We performed an economic evaluation, using decision analysis, to compare CT colonography with colonoscopy for colorectal cancer screening in patients over 50 years of age. Three-year outcomes included number of colonoscopies, perforations and adenomas removed; deaths from perforation and from colorectal cancer from missed adenomas; and direct health care costs. The expected prevalence of adenomas, test performance characteristics of CT colonography and colonoscopy, and probability of colonoscopy complications and cancer from missed adenomas were derived from the literature. Costs were determined in detail locally.
Using the base-case assumptions, a strategy of CT colonography for colorectal cancer screening would cost $2.27 million extra per 100 000 patients screened; 3.78 perforation-related deaths would be avoided, but 4.11 extra deaths would occur from missed adenomas. Because screening with CT colonography would cost more and result in more deaths overall compared with colonoscopy, the latter remained the dominant strategy. Our results were sensitive to CT colonography's test performance characteristics, the malignant risk of missed adenomas, the risk of perforation and related death, the procedural costs and differences in screening adherence.
At present, CT colonography cannot be recommended as a primary means of population-based colorectal cancer screening in Canada.

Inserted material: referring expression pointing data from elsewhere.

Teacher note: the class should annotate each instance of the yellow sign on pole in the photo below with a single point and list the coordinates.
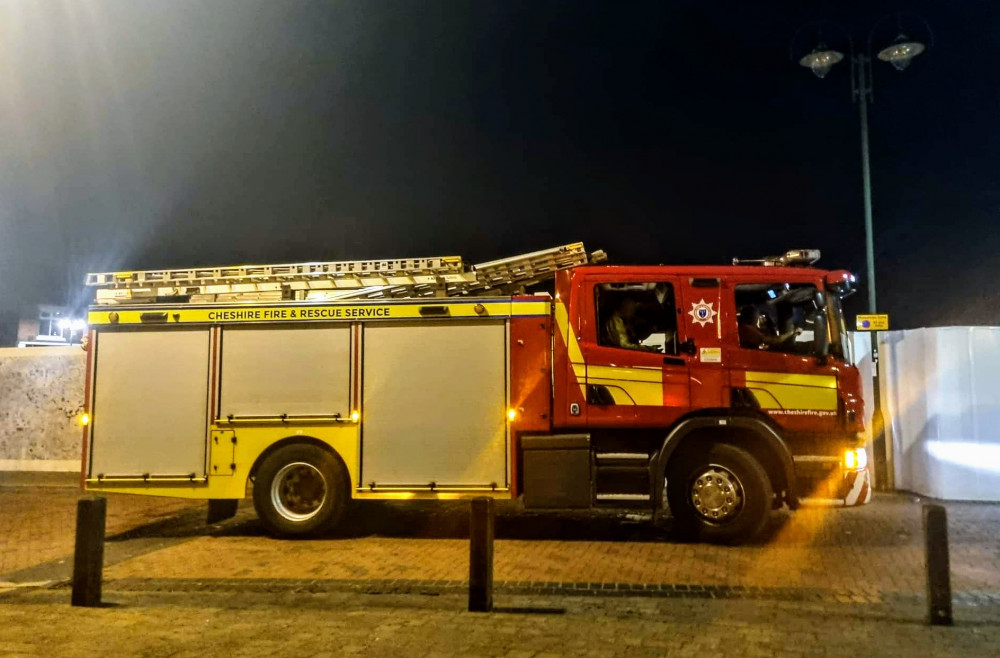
(874, 322)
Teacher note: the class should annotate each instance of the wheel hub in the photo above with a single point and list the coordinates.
(717, 494)
(298, 491)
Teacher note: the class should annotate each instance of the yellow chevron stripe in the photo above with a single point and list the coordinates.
(791, 391)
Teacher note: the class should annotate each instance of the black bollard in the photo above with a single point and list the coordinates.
(938, 568)
(481, 555)
(88, 559)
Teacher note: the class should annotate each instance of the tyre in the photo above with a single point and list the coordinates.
(721, 495)
(300, 490)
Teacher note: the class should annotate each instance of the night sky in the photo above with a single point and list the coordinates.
(142, 134)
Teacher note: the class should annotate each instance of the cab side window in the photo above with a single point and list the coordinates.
(637, 316)
(779, 317)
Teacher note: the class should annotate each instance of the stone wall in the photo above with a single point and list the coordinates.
(41, 394)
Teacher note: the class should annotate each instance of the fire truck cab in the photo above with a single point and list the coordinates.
(709, 394)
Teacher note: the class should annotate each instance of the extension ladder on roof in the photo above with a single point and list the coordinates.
(339, 280)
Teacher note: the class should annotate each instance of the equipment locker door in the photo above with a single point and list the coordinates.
(434, 404)
(150, 404)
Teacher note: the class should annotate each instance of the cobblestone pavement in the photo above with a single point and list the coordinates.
(38, 524)
(873, 551)
(391, 581)
(41, 622)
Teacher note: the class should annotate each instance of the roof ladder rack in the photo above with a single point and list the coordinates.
(339, 280)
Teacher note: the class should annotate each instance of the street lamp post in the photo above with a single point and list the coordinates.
(820, 60)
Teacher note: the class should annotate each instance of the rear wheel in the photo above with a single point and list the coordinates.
(300, 490)
(720, 495)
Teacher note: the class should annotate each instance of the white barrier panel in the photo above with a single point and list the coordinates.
(942, 403)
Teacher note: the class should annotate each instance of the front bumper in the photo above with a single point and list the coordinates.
(829, 483)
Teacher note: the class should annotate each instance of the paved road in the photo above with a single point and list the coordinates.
(40, 623)
(391, 582)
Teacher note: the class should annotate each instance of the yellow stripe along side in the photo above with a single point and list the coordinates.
(238, 314)
(774, 390)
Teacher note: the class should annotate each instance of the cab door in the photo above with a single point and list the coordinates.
(639, 379)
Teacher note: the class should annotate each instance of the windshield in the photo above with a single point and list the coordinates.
(782, 317)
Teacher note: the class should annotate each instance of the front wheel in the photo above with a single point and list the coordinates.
(721, 495)
(300, 490)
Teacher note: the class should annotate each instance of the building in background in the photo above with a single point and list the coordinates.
(45, 324)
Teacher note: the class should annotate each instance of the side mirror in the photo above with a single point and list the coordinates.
(821, 337)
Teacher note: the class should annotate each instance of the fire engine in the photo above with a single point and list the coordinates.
(709, 394)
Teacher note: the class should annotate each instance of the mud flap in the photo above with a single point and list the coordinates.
(221, 509)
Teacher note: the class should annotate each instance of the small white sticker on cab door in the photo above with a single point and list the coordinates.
(710, 355)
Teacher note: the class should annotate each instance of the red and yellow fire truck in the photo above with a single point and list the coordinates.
(713, 394)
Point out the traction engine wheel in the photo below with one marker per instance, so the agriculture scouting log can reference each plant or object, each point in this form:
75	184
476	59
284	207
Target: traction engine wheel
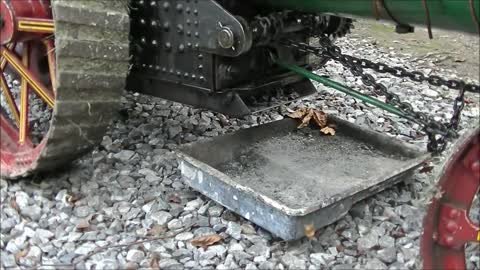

Colorectal cancer is the second-leading cause of cancer death in Canada.1 Screening for colon cancer has been shown to reduce mortality2,3,4 and in Canada is recommended for average-risk individuals aged 50– 74 years.5 Colonoscopy is highly sensitive for the identification and removal of precursor adenomatous polyps throughout the colon. Epidemiological data have suggested that removal of adenomas with colonoscopy reduces the incidence of colorectal cancer by up to 90%.6 Compared with the success rates and costs of either no screening or fecal occult-blood testing, colonoscopy is associated with an incremental cost per life-year gained that is comparable to commonly accepted medical therapies.7
Unfortunately, the need for conscious sedation and the risk of complications (including bleeding, perforation and, rarely, death) can limit the appeal of colonoscopy for primary screening.8 These factors likely contribute to the poor compliance with current screening recommendations. In Ontario, less than 20% of eligible Canadians 50–59 years old have undergone some form of screening for this common, preventable cancer, highlighting the need for a screening procedure that is more acceptable to patients.9
CT colonography (also known as virtual colonoscopy) has been developed as a minimally invasive alternative to conventional colonoscopy. The technique still requires bowel preparation and colonic insufflation, but conscious sedation and the risks of bleeding and perforation are generally avoided. It does not, however, permit polyp removal. Well-designed prospective studies comparing CT colonography and colonoscopy involving patients with low lesion prevalence have recently been published.10,11,12,13 Although results have varied, 1 study11 reported CT colonography to have test performance characteristics equivalent to those of colonoscopy.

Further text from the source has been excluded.